| HN Mirror

Y	Hacker News new \| ask \| show \| jobs

by numlocked 287 days ago

I don’t quite understand. The article says things like:

“With the constant upward pressure on embedding sizes not limited by having to train models in-house, it’s not clear where we’ll slow down: Qwen-3, along with many others is already at 4096”

But aren’t embedding models separate from the LLMs?
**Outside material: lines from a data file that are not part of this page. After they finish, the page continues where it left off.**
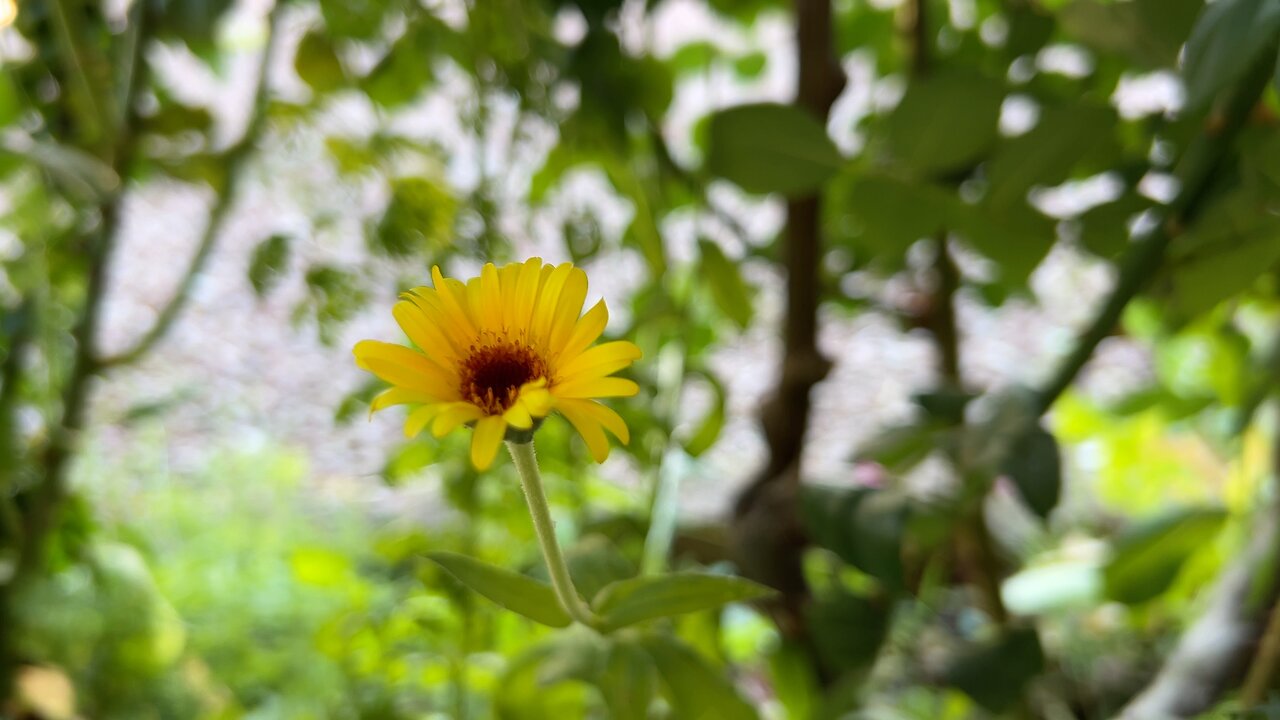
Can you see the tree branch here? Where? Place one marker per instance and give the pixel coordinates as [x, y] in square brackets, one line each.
[234, 160]
[1196, 173]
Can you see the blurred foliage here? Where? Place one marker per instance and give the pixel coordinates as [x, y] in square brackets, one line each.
[997, 563]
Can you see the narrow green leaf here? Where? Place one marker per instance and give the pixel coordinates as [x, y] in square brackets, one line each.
[636, 600]
[515, 592]
[268, 263]
[318, 64]
[1146, 560]
[995, 674]
[725, 279]
[696, 691]
[1226, 39]
[1036, 466]
[629, 682]
[769, 147]
[946, 121]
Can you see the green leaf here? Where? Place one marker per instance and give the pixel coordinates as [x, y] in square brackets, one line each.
[711, 425]
[1146, 560]
[890, 214]
[269, 261]
[636, 600]
[696, 691]
[1048, 151]
[419, 219]
[995, 674]
[515, 592]
[946, 121]
[1059, 586]
[769, 147]
[726, 283]
[318, 64]
[1036, 466]
[594, 563]
[862, 525]
[629, 682]
[1226, 39]
[848, 630]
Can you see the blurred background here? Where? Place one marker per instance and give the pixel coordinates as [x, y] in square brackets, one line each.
[961, 329]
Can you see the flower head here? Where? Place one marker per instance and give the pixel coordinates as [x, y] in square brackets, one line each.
[503, 351]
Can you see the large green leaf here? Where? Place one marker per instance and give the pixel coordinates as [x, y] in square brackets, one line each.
[636, 600]
[1036, 466]
[769, 147]
[995, 674]
[1146, 560]
[946, 121]
[1047, 153]
[864, 527]
[512, 591]
[848, 630]
[696, 691]
[1228, 37]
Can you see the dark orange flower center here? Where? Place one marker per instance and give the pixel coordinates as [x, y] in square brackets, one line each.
[492, 374]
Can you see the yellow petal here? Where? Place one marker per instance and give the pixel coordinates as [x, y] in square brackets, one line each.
[453, 415]
[424, 333]
[600, 360]
[597, 387]
[567, 310]
[520, 313]
[517, 415]
[536, 399]
[602, 414]
[420, 417]
[589, 428]
[585, 332]
[485, 441]
[406, 368]
[548, 297]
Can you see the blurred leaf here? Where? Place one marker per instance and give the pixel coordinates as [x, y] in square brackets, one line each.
[863, 527]
[408, 460]
[995, 674]
[712, 424]
[627, 682]
[901, 447]
[1148, 32]
[1036, 466]
[946, 121]
[417, 219]
[636, 600]
[1147, 557]
[726, 283]
[771, 147]
[318, 64]
[268, 264]
[1048, 151]
[848, 630]
[695, 689]
[890, 213]
[594, 563]
[1228, 36]
[1057, 586]
[515, 592]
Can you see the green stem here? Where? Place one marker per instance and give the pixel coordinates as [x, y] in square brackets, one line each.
[522, 452]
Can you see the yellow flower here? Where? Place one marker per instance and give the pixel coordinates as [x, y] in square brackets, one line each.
[502, 351]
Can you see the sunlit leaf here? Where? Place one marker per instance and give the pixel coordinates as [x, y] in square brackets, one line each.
[515, 592]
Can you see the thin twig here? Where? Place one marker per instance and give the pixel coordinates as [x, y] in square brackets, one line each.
[234, 160]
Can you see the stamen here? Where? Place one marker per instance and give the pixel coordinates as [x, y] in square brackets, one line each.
[493, 374]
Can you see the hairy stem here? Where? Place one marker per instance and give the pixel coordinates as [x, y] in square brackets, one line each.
[526, 464]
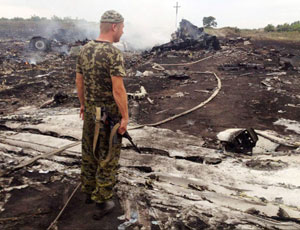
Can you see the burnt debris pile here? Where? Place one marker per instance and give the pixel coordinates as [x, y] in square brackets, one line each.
[189, 37]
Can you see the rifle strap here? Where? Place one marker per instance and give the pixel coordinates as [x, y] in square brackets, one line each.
[113, 132]
[97, 129]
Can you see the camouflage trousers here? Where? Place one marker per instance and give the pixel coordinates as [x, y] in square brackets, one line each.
[98, 179]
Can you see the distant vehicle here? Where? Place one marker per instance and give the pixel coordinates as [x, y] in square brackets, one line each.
[58, 39]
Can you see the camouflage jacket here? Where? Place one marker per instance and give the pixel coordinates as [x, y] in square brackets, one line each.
[98, 61]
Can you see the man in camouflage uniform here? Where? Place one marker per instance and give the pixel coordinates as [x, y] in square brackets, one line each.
[99, 80]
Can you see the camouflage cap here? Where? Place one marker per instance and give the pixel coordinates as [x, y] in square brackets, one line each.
[111, 16]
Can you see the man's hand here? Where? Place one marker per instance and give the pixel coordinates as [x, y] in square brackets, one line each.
[123, 126]
[81, 115]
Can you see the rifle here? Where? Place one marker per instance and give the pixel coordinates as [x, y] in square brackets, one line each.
[112, 123]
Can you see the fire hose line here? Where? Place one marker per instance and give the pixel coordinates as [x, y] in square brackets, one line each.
[159, 66]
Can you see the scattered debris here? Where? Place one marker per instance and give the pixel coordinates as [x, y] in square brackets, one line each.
[189, 37]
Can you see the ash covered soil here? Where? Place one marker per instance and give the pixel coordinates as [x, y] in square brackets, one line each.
[260, 85]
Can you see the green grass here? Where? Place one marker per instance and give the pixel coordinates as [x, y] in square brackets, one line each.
[255, 34]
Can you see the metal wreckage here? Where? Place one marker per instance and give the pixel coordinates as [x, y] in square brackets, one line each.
[196, 169]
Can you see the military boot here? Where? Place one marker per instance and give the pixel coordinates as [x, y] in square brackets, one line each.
[88, 199]
[103, 209]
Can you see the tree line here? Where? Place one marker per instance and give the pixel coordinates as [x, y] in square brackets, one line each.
[295, 26]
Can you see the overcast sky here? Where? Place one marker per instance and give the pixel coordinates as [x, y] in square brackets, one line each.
[156, 18]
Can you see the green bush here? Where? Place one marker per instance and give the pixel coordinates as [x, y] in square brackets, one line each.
[269, 28]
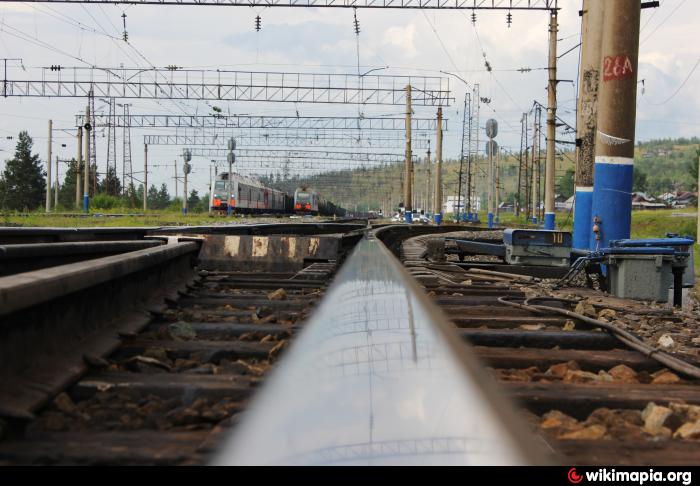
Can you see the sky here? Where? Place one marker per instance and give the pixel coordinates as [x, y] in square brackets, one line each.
[324, 41]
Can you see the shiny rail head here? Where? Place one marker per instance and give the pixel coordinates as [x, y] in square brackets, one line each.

The size of attention heads in LLMs etc isn’t inherently connected to how a lab might train and release an embedding model. I don’t really understand why growth in LLM size fundamentally puts upward pressure on embedding size as they are not intrinsically connected.

3 comments

indeed30 287 days ago

I wouldn’t call the embedding layer "separate" from the LLM. It’s learned jointly with the rest of the network, and its dimensionality is one of the most fundamental architectural choices. You’re right though that, in principle, you can pick an embedding size independent of other hyperparameters like number of layers or heads, so I see where you're coming from.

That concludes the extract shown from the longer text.